10. The system of claim 1 , wherein:

the locking member comprises a ratchet, the ratchet being normally biased in a locking position; and

the energy-storing hub comprises at least one locking tooth, the ratchet being operative to engage with the locking tooth on the energy-storing hub in the locking position.

11. The system of claim 10, wherein:

the energy-release cam comprises at least one cam lobe; and the cam lobe is operative to selectively actuate the ratchet to a released position such that the ratchet disengages with the locking tooth of the energy-storing hub.

12. The system of claim 10, wherein:

the energy-release cam further comprises a plurality of actuating lobes, the energy-release cam being rotatable relative to the final member; and

the final member comprises a trigger member, the trigger member is operative to displace one of the plurality of actuation lobes such that the cam lobe selectively actuates the ratchet to the released position.

13. The system of claim 1 , wherein:

the energy-storing hub comprises an engaging portion; and the engaging portion comprises a plurality of mating projections operative to engage with a part of the internal combustion engine.

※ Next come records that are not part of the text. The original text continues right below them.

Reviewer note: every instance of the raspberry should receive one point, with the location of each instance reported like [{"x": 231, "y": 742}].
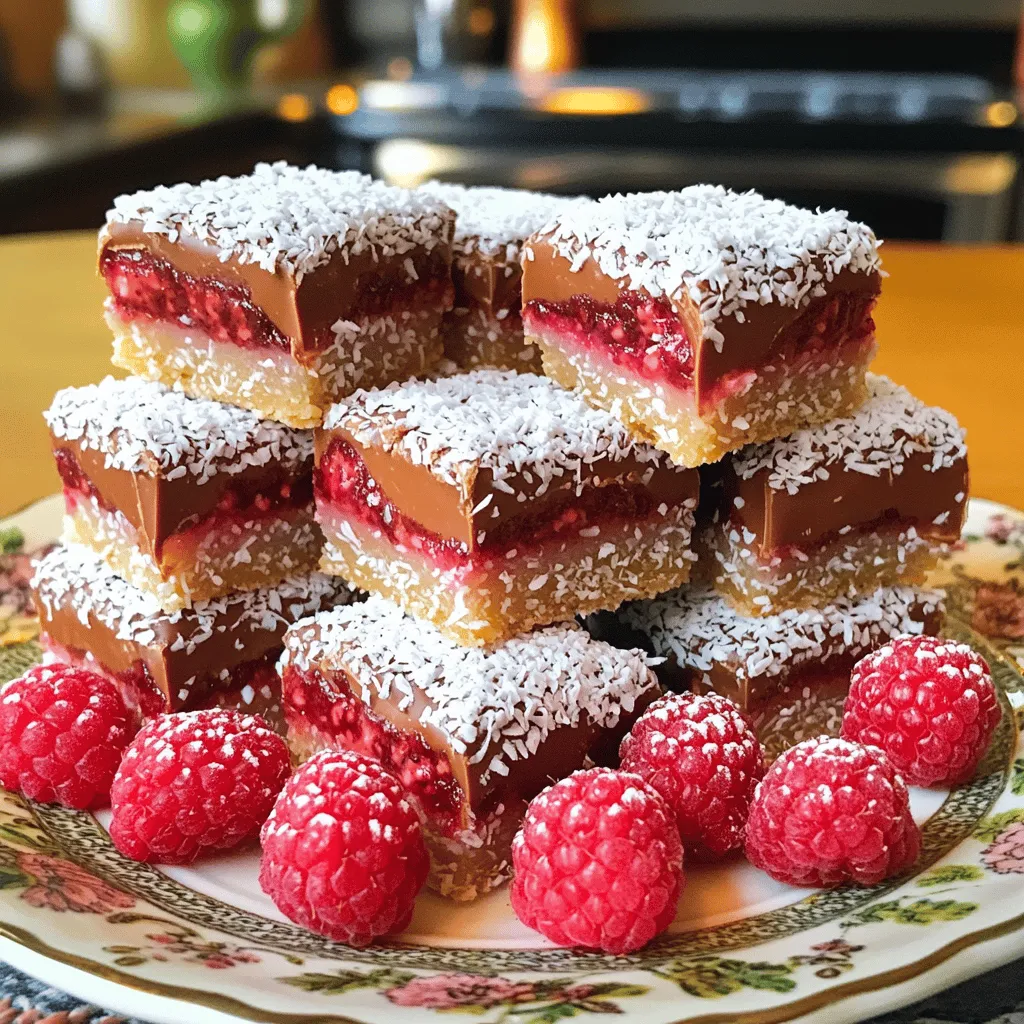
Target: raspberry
[
  {"x": 598, "y": 862},
  {"x": 62, "y": 731},
  {"x": 929, "y": 704},
  {"x": 829, "y": 811},
  {"x": 342, "y": 850},
  {"x": 196, "y": 781},
  {"x": 704, "y": 757}
]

14. The system of claim 7, wherein the energy storing hub assembly further comprises a common hub, the common hub being selectively engageable with the energy-storing hub.

15. The system of claim 14, wherein:

the energy-storing hub further comprises a set of hub starter dogs; and the common hub comprises a plurality of locking projections, the set of hub starter dogs being operative to selectively engage with the locking projections to transmit motion from the energy-storing hub to the common hub.

16. The system of claim 14, wherein:

the cam gear set and the energy-releasing cam are operative to rotate about the first rotational axis; and

a driveshaft of the electric motor, the reduction gear set and the drive member are operative to rotate about a second rotational axis which is offset from the first rotational axis.

17. The system of claim 14, wherein:

the common hub comprises an engaging portion; and

the engaging portion comprises a plurality of mating projections operative to engage with a part of the internal combustion engine.

8. The system of claim 1 , wherein the system further comprises a manual starter pulley and a pull member, the manual starter pulley being operative to selectively rotate the energy-storing hub assembly responsive to manual movement of the pull member for starting the internal combustion engine.

19. The system of claim 1 , wherein the resilient member is a torsion spring.

20. A device comprising:

an internal combustion engine; and

a starting system according to any of claims 1 - 20, wherein the starting system is operative to start the internal combustion engine..

21 . The device of claim 20, wherein the device is a handheld power tool.